If something in this Easter devotional stirred something in you about beginning a relationship with Jesus, I would genuinely love to hear from you. Reach out directly at hello@julianneaugust.com. That conversation matters.

For those of you who are ready to release the digital habits that have been crowding out the quiet, the free 30-Day Digital Habit Reset is a practical starting point for that work. Download it free at julianneaugust.com

What is a good Easter devotional to read during Holy Week?

The most powerful Easter devotional you can engage with is the Gospel accounts themselves. Luke 19 through 24 and John 13 through 21 walk you through the full account of Holy Week, from the triumphal entry to the resurrection. Reading one section each day slowly and without rushing is one of the most meaningful ways to enter into the significance of Easter.

How can I reduce mindless scrolling during Holy Week?

One of the most practical steps is to create phone-free windows during the days leading up to Easter. Consider setting your phone aside for the first 30 minutes of your morning and replacing that time with a few chapters from one of the Gospels.
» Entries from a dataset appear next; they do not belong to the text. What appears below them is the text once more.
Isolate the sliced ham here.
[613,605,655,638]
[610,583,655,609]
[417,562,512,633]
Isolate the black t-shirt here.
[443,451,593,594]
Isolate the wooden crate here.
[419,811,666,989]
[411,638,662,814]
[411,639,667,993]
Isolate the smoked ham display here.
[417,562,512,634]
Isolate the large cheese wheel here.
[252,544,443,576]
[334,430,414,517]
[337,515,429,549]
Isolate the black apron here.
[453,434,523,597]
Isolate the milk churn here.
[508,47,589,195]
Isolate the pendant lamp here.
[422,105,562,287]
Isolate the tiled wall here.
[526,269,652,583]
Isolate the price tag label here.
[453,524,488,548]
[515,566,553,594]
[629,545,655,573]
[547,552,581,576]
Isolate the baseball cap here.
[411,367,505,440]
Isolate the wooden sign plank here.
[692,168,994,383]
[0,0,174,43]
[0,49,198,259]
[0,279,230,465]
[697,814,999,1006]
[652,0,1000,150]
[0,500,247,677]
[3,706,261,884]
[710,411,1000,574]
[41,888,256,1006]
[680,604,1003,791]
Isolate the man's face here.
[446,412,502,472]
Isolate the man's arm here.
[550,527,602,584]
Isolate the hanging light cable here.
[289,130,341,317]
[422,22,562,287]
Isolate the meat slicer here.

Small, consistent boundaries tend to have a greater cumulative effect than a single large digital detox attempt.

What does fixing your eyes on Jesus mean practically?

The phrase comes from Hebrews 12:2 and describes an active, sustained focus on Jesus rather than the many distractions competing for our attention. Practically, it might mean setting your phone aside during morning prayer, choosing to read the Easter story in Scripture rather than scrolling, or simply pausing during Holy Week to ask where your attention has been resting and gently redirecting it toward Christ.